If the child is old enough, it should be explained to him that in case he notices breathing difficulty he should use the inhaled bronchodilator, and explain to him how to use it and the doses.

What is the most appropriate treatment for asthma?

The treatment for asthma is inhaled corticosteroids, which can be associated with long-acting bronchodilators depending on the severity of the asthma. In exacerbations we sometimes have to treat with oral or parenteral corticosteroids.

Short-acting bronchodilators should only be used “on demand”, when needed due to increased respiratory distress. Long-acting bronchodilators (formoterol, salmeterol, indacaterol, etc.) should never be used as the sole treatment for asthma; they should always be used in association with inhaled corticosteroids.

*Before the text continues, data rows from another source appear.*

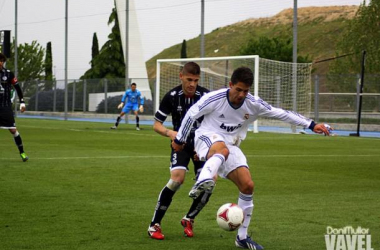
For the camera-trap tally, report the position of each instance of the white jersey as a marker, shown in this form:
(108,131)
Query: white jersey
(231,122)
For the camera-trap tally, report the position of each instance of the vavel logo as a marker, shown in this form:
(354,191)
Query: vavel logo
(230,128)
(348,238)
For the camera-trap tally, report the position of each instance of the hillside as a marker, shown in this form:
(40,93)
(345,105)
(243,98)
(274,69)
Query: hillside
(319,29)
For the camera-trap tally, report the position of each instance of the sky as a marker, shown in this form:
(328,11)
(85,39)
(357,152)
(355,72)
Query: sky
(162,23)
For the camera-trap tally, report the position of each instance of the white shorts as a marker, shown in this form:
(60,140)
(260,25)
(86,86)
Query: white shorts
(235,159)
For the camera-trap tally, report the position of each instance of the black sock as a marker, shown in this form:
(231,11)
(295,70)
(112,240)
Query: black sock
(198,205)
(18,142)
(117,121)
(163,204)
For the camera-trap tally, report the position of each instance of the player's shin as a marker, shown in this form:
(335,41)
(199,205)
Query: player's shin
(198,205)
(210,169)
(246,203)
(137,121)
(164,201)
(117,121)
(18,142)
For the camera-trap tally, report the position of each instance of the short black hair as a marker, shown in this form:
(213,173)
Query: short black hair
(191,68)
(3,58)
(242,74)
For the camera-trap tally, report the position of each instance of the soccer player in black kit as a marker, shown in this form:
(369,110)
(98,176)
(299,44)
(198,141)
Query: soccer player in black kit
(7,121)
(177,102)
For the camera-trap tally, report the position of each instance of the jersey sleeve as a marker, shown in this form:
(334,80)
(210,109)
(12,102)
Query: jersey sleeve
(205,105)
(141,99)
(14,80)
(266,110)
(124,96)
(164,110)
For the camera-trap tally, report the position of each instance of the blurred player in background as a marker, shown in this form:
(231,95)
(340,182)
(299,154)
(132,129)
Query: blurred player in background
(227,114)
(7,121)
(133,95)
(177,102)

When asthma symptoms are controlled, every one to two months the doses of inhaled corticosteroids should be decreased until symptoms are controlled with the lower doses.

The patient with controlled asthma should be able to go about his or her normal life without daytime or nighttime symptoms. Cold (a viral respiratory infection) is the most frequent cause of asthma aggravation and does not require antibiotic treatment, only increasing the doses of inhaled corticosteroids, although sometimes it is not enough and the exacerbation must be treated with oral corticosteroids.